Deux femmes en autorité à Montréal ont résisté aux pressions dans le dossier immobilier de Contrecoeur, qui a tout de même été marqué par des irrégularités allant jusqu'à une fraude présumée.

L'ancienne directrice du contentieux de la Ville de Montréal, Line Charest, ainsi que la directrice des finances et de l'administration de la Société d'habitation et de développement de Montréal (SHDM), Brigitte Dion, ont toutes deux soulevé les problèmes que présentait la gestion singulière du dossier Contrecoeur.

C'est ce que précisent des documents judiciaires en soutien à une demande de perquisition chez l'ancien président du comité exécutif de Montréal Frank Zampino. Une nouvelle portion de ces documents a été décaviardée hier matin par le tribunal à la suite de démarches d'un consortium de médias, dont La Presse.

Des échanges entre les mains des policiers

Bien que la chronologie des événements et l'implication des différents acteurs (politiciens, fonctionnaires et entrepreneurs, par exemple) aient largement été exposées publiquement depuis 2008, il ressort du travail des enquêteurs de l'escouade Marteau au sein de l'Unité permanente anticorruption (UPAC) que Mmes Charest et Dion ont refusé d'emprunter la voie que les autorités administratives et politiques souhaitaient.

Ainsi, la police a mis la main sur une correspondance entre Me Charest (elle est aujourd'hui juge à la Cour municipale de Montréal) et son patron de l'époque, Me Robert Cassius de Linval, directeur des affaires corporatives. Le 26 octobre 2006, Me Charest a envoyé un courriel concernant un avis juridique défavorable à la fusion envisagée de deux sociétés paramunicipales, la SHDM et la Société de développement de Montréal.

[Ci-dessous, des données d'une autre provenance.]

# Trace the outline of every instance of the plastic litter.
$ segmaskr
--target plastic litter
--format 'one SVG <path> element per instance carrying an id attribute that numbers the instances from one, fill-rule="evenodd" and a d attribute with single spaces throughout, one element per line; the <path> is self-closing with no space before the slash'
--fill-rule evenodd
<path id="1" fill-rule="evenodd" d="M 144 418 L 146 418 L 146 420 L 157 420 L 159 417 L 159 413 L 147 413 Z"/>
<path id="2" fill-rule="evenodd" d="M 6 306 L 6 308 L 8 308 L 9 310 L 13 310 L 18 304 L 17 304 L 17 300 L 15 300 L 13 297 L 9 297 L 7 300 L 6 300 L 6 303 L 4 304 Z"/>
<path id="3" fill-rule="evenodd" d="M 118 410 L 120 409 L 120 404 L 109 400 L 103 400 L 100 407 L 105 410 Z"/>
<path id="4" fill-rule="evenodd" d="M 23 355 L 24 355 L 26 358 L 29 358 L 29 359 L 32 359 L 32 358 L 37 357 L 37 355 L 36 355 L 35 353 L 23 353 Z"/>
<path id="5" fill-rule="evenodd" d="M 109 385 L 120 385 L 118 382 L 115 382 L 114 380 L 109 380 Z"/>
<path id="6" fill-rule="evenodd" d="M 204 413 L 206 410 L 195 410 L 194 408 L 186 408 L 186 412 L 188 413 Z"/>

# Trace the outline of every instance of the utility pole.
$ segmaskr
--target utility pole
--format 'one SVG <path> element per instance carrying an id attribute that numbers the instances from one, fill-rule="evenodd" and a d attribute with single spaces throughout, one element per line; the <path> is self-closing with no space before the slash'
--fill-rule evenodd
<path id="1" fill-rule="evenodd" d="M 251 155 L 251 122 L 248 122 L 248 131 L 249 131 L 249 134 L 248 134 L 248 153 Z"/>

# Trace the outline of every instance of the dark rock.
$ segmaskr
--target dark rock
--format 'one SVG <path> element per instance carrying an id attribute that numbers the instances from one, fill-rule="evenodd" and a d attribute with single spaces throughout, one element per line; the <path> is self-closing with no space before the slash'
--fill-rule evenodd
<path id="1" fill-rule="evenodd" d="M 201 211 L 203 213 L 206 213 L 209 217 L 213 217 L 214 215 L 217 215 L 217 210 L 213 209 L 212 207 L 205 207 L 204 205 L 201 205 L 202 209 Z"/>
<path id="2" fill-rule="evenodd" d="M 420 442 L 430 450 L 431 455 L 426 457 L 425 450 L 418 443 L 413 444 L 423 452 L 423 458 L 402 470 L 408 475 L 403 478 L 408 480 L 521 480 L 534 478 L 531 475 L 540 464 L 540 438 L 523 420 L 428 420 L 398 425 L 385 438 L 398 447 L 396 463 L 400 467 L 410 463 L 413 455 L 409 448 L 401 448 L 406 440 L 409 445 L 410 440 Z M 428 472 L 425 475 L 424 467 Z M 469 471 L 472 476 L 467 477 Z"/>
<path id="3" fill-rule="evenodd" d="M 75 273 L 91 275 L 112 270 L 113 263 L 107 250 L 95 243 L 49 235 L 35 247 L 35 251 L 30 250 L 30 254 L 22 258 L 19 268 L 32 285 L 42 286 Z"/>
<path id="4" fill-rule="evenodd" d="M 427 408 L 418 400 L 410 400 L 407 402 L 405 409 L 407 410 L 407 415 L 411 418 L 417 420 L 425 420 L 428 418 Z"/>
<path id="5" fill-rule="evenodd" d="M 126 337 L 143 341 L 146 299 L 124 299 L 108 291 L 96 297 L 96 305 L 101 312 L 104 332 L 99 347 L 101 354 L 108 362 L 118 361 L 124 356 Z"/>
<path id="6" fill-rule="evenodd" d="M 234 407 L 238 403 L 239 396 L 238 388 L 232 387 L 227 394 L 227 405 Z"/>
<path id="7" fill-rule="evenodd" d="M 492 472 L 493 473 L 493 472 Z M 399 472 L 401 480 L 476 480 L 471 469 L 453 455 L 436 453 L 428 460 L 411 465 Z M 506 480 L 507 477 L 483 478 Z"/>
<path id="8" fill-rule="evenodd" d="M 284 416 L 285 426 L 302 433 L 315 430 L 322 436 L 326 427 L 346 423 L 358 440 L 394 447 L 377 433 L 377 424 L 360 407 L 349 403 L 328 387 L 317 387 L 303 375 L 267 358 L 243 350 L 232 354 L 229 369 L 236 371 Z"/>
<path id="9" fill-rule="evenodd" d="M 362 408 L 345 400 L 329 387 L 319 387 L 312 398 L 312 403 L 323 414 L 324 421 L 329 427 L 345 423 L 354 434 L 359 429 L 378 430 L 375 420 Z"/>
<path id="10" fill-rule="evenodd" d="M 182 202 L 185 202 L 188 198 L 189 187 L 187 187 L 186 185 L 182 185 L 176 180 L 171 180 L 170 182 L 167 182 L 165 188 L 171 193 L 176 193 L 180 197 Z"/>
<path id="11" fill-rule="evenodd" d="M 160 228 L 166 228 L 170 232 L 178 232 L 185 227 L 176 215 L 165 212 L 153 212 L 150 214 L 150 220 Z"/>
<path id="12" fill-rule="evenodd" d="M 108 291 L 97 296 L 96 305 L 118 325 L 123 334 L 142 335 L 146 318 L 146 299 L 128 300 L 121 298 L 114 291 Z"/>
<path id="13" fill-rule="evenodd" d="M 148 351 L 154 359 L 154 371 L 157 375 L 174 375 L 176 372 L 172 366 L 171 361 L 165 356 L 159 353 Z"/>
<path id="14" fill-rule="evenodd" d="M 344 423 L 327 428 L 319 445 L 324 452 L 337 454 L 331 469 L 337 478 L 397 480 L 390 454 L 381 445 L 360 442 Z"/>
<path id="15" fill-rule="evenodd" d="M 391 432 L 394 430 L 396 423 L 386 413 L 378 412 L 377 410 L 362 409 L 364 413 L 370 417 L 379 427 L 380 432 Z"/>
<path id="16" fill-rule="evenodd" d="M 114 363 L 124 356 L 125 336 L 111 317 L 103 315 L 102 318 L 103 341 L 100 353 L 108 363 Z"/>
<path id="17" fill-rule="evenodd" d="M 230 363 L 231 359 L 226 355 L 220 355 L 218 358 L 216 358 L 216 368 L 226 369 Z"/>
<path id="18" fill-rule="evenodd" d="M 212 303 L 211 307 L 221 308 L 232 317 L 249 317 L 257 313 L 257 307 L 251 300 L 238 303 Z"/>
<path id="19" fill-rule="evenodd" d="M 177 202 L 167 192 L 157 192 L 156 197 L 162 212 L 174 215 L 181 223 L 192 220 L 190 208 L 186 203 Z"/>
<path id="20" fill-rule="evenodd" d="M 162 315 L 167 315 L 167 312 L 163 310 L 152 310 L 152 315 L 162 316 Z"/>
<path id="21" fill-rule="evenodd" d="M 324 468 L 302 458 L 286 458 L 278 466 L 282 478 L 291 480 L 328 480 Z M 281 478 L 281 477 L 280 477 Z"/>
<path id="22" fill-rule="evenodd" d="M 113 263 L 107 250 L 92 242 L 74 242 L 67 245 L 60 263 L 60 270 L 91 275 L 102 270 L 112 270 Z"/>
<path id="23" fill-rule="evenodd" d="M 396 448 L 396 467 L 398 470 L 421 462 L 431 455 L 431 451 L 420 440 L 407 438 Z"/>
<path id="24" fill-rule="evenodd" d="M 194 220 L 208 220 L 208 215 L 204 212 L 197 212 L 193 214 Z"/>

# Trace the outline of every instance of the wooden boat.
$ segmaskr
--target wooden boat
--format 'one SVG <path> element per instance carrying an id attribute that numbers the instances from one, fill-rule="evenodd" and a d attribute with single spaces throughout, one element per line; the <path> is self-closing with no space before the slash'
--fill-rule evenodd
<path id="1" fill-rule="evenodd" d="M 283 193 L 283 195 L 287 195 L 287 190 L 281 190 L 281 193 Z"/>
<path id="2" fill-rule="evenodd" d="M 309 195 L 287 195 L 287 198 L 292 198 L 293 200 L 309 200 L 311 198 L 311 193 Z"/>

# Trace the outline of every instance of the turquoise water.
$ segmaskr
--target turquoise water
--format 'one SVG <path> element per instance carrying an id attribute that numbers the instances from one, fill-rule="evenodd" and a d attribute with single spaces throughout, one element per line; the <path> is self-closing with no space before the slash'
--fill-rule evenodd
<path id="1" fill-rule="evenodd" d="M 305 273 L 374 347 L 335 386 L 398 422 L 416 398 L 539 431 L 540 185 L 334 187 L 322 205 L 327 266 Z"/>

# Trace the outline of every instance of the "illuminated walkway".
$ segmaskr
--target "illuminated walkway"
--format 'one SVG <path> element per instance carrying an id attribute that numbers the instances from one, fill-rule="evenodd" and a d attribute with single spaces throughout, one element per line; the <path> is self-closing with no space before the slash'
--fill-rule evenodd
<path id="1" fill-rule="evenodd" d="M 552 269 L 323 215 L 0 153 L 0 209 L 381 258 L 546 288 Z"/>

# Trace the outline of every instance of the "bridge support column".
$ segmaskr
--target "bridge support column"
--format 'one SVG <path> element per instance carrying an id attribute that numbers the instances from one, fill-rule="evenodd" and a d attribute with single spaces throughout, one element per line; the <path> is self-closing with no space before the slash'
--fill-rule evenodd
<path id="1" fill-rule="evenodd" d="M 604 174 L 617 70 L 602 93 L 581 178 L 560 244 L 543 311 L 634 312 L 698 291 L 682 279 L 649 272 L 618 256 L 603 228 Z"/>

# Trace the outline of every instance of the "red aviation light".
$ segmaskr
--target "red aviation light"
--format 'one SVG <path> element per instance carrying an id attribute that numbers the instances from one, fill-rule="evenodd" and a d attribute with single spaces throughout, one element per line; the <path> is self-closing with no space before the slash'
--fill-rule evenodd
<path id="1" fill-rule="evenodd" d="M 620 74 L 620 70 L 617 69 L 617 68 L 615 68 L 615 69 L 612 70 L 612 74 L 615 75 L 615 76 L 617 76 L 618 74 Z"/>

Cet avis juridique n'a jamais été soumis aux membres du comité exécutif. Me Cassius de Linval, «un rouage important dans la fusion», a plutôt choisi de faire appel à des avocats externes, Me Jean Hétu et Me Mario Paul-Hus, pour obtenir une autre opinion. La fusion a eu lieu sans que le gouvernement du Québec soit mis au courant alors que cette décision retirait au conseil municipal son contrôle sur la nouvelle SHDM.

Refus de signer

Deux ans plus tard, le dossier Contrecoeur a pris forme. Le directeur général de la SHDM de l'époque, Martial Filion, a alors consenti un prêt de 14,6 millions à l'entrepreneur Paolo Catania à un taux d'intérêt nettement inférieur à la normale (0,5% plutôt que 2%). La directrice des finances, Brigitte Dion, l'a alors prévenu qu'il n'était pas autorisé à agir de la sorte, à moins que le conseil d'administration ne l'approuve.

La police a noté qu'en avril 2008, M. Fillion avait octroyé 3 millions de dollars à Catania sans prévenir les administrateurs de la SHDM, et ce, pendant les vacances de Mme Dion. Celle-ci a été convoquée par son patron à son retour de vacances pour signer un document justifiant ce prêt, ce qu'elle a refusé.

Six mois plus tard, La Presse découvrait le pot aux roses, mais ce n'est toutefois qu'en 2009, après une vague de départs et de congédiements, que le nouveau directeur général de la SHDM, Guy Hébert, a porté plainte à la police. Une enquête a été ouverte et a conduit à l'arrestation de neuf personnes dont Frank Zampino, Martial Fillion (aujourd'hui décédé) et Paolo Catania. Ces derniers font notamment face à des accusations de complot, d'abus de confiance et de fraude.

Les noms des sources policières et les informations qui ont été transmises demeurent inaccessibles dans les documents judiciaires.